Plum Sauce

Plum Sauce
Plum Sauce

I have another canning inspired recipe for you. I made and canned plum sauce because I wasn’t able to find a safe commercial version for me, and because I eat a lot of Asian and Asian inspired food. Since I’ll be using this as a condiment for some of the dishes that are coming up, I decided to post a version that you can do without canning. If you want to can this recipe, it’s found in the Ball Complete Book of Home Preserving on page 285 (linked to Amazon for convenience, no affiliation). I’ve cut the quantities down so that it only makes about a pint of sauce, so that you can use it before it goes bad without canning it. If I’m overestimating your potential use, you could also freeze half of it.

Plum Sauce

  • 1/2 cup of brown sugar (make sure it’s safe for you, I corn-ed myself good by not reading labels on brown sugar once. If it says inverted sugar on it, don’t buy it if you’ve got an allergy to corn)
  • 1/4 cup of granulated sugar
  • 1/4 cup of apple cider vinegar (Bragg’s is generally safest for corn allergies)
  • 3 Tablespoons of finely chopped onion
  • 1/2 Tablespoon of finely chopped jalapeno or other green chili pepper
  • 1/2 Tablespoon of mustard seeds
  • 3/4 teaspoon of salt
  • 1/2 – 1 clove of garlic (recipe converted calls for half a clove, but if you like garlic, by all means use it up)
  • 3/4 teaspoon of fresh grated ginger
  • 2 1/2 cups of pitted, finely chopped plums

In a large stainless steel or other non-reactive (ceramic or enamel, do not use aluminum or cast iron) pot, add the brown sugar, granulated sugar, vinegar, onion, jalapeno, mustard seeds, salt, garlic, and ginger. Bring to a boil over high heat, stirring constantly. Add the plums, and return the mixture to a boil. Then reduce the heat and boil gently stirring occasionally until the mixture is thick and syrupy, about 2 hours.

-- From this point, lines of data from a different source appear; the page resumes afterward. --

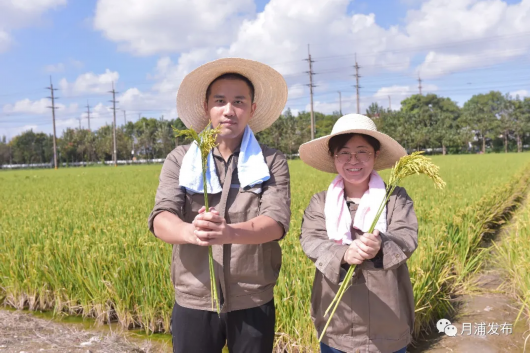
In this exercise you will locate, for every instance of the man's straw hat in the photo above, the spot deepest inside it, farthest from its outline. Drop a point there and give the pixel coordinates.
(270, 92)
(316, 152)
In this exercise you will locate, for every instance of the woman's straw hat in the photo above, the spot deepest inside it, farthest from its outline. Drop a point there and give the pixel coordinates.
(270, 92)
(316, 152)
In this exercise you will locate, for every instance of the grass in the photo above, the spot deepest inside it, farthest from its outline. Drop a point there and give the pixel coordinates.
(512, 255)
(76, 241)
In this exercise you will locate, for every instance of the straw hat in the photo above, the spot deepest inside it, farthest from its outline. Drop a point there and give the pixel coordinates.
(270, 92)
(316, 152)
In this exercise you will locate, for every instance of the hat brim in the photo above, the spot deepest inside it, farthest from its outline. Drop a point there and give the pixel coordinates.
(316, 152)
(270, 92)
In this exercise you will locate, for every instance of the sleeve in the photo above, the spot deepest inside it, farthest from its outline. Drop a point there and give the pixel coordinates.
(169, 196)
(324, 252)
(401, 238)
(276, 198)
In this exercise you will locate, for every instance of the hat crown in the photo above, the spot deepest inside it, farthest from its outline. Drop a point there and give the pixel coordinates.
(353, 122)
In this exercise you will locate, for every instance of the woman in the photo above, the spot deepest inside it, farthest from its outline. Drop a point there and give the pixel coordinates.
(376, 313)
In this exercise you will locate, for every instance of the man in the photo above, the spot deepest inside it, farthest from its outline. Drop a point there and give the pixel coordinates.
(245, 221)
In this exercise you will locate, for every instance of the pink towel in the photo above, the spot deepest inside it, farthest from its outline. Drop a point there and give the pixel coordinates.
(338, 217)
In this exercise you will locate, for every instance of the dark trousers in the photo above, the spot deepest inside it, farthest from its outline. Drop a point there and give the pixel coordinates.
(243, 331)
(327, 349)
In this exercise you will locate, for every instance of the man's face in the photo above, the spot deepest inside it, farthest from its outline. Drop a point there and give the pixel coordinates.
(229, 106)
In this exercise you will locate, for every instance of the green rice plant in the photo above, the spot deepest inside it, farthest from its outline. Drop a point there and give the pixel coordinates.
(206, 141)
(75, 241)
(413, 164)
(512, 255)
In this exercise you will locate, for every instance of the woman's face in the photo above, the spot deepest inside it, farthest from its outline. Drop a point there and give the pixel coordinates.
(355, 168)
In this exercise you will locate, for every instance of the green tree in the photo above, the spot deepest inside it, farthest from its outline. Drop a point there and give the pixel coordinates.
(482, 114)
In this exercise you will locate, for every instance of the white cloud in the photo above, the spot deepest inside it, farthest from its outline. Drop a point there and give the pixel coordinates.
(445, 35)
(26, 106)
(161, 26)
(521, 93)
(468, 33)
(90, 83)
(297, 90)
(156, 104)
(60, 67)
(5, 41)
(21, 13)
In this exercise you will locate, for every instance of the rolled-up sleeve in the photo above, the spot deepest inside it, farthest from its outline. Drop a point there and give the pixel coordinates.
(401, 238)
(324, 252)
(169, 196)
(276, 197)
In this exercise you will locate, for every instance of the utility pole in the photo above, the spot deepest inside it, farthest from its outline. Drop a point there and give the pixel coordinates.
(88, 114)
(311, 92)
(53, 107)
(113, 101)
(340, 103)
(357, 67)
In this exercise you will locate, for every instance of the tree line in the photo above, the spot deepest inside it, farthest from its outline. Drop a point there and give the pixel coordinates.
(490, 122)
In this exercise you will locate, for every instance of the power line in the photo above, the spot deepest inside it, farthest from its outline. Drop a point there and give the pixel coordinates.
(88, 115)
(340, 103)
(113, 101)
(53, 107)
(311, 91)
(357, 67)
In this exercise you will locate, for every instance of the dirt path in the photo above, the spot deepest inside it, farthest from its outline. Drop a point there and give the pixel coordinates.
(22, 332)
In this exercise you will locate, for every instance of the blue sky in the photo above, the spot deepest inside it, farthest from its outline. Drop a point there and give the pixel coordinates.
(458, 47)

Since this recipe is not being canned, at this point you could choose to use a stick blender to puree the mixture to a smooth consistency. (Note: If you are canning the recipe, follow the directions in the Ball Complete Book of Home Preserving and do not puree the sauce. You could be risking botulism otherwise.)

Let the sauce cool, and once cool enough, place in a container in the fridge (or freeze some) to store. I usually put mine in a squeeze bottle so that I can use it like ketchup.



    1. This is great. My son has a lot of food allergies and we usually have to avoid anything with an Asian flavor because of soy and sesame. Glad I found your blog. I posted about a week ago on our food allergy experience. Thanks!